My vertigo stopped a few years ago after having 3 perfusions in my right ear. However, yes, the hearing loss has become greater. I've had tinnitus for 60 years and it never stops. I'm able to ignore it when my concentration is on other things, but when I'm quiet or have gone to bed for the night, then I'm very aware of the noise in my head. It can drive me crazy if I let it.

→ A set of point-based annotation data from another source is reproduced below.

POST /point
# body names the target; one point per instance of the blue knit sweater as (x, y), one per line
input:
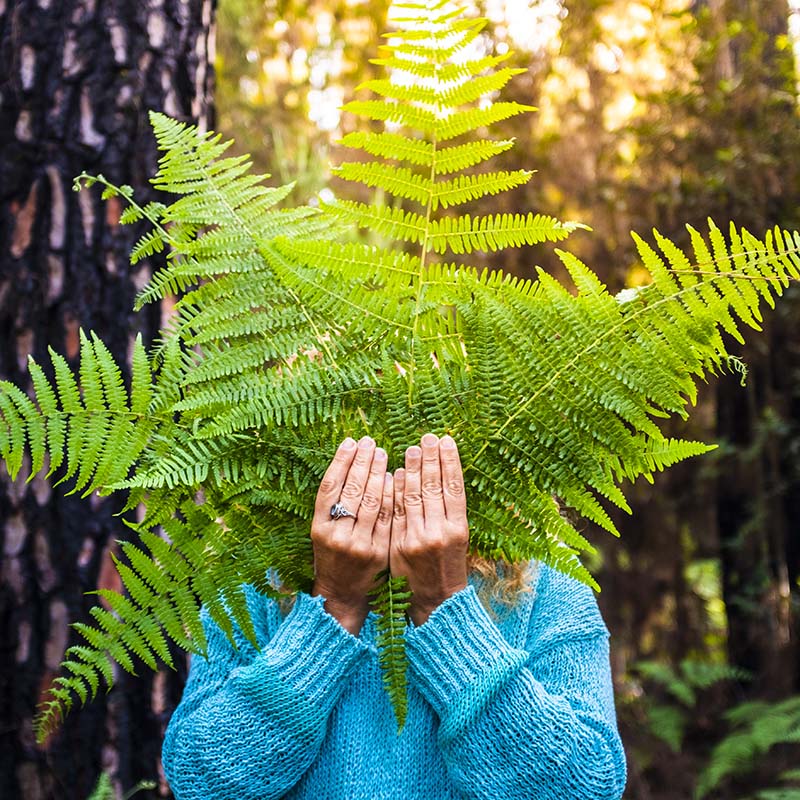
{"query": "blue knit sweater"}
(515, 705)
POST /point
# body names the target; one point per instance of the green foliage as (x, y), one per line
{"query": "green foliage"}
(757, 728)
(392, 599)
(104, 789)
(287, 338)
(669, 720)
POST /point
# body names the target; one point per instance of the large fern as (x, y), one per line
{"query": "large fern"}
(290, 333)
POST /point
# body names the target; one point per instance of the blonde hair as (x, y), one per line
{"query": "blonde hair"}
(503, 582)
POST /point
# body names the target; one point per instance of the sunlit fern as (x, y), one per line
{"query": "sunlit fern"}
(289, 336)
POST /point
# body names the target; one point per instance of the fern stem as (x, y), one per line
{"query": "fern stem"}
(292, 294)
(128, 195)
(608, 333)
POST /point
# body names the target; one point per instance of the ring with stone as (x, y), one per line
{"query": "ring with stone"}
(338, 511)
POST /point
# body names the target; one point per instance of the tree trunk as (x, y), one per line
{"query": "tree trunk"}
(758, 492)
(77, 78)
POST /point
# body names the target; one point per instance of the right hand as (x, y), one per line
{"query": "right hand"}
(348, 553)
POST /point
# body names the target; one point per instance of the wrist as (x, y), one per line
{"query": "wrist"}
(348, 612)
(422, 607)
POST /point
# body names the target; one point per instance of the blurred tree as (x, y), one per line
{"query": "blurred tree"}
(76, 80)
(726, 148)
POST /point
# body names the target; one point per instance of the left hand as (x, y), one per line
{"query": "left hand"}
(430, 533)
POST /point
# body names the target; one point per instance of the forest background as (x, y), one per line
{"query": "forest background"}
(651, 113)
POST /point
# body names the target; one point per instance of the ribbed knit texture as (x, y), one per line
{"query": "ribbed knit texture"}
(516, 705)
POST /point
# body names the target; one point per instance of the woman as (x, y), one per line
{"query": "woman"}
(515, 705)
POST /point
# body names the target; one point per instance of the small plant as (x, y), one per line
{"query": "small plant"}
(290, 336)
(104, 790)
(668, 719)
(757, 727)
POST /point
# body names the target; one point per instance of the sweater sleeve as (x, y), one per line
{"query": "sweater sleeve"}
(522, 724)
(250, 723)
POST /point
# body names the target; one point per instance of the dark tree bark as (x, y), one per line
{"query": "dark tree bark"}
(77, 78)
(758, 494)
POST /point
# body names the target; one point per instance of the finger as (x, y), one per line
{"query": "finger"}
(432, 501)
(330, 489)
(399, 513)
(355, 483)
(455, 499)
(412, 493)
(382, 532)
(372, 498)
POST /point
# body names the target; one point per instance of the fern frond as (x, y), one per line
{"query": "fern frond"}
(391, 601)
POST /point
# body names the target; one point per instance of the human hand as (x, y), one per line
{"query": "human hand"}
(430, 533)
(349, 553)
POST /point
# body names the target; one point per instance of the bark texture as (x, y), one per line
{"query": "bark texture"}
(77, 78)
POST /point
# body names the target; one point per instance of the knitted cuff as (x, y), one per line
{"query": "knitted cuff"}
(304, 668)
(459, 660)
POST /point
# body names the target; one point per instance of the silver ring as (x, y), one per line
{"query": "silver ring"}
(338, 511)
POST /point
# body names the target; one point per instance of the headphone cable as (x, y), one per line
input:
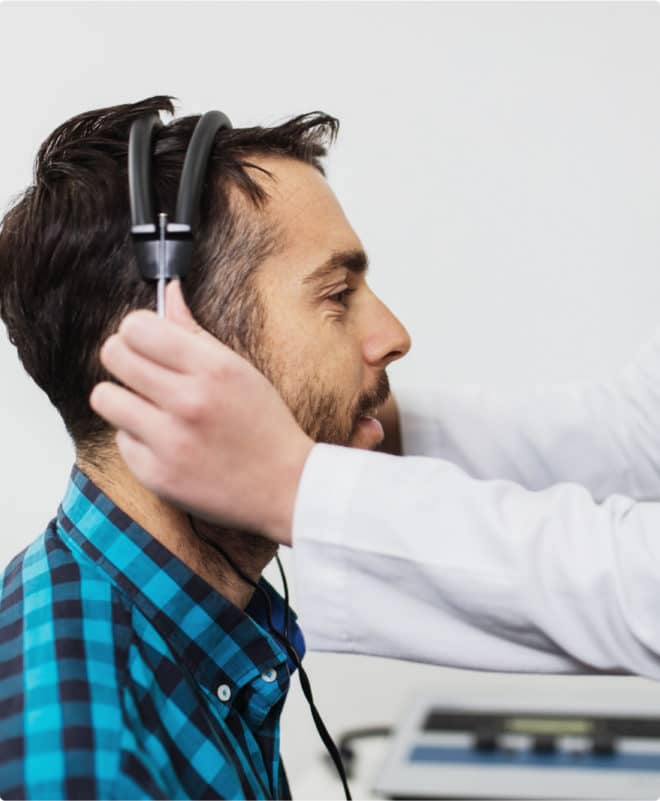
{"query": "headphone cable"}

Thanks everyone I really do appreciate All the info , Karen yes I think we did Talk about mav once before . Vicky i remeber you giving me the link as well. I asked My dr he said no bc it wouldn't affect my Hearing as much as it did ( but my hearing Returns to normas for now)Now I'm thinking maybe it is Mav especially with my thyroid all over the place, I get somewhat headachy a lot. I'm trying to adjust to the tinitus but Sometimes I feel so jumpy and nervous. Thank you all again
Just prior and during every attack my hearing would go away almost completely and after each attack it never came back to the point it was prior. I would get alot back but each time when compounded the loss was significant. The ringing almost a steady dull tone - a few periods when my Meniere's was most active and I was most stressed there were a few times that it started screaming so loud I thought it was a fire alarm and woke me up. UGH
I get high pitch squeal in my ear then I can't hear in that ear for awhile sometimes for up to 2 hours and I usually do not get full hearing back in that ear.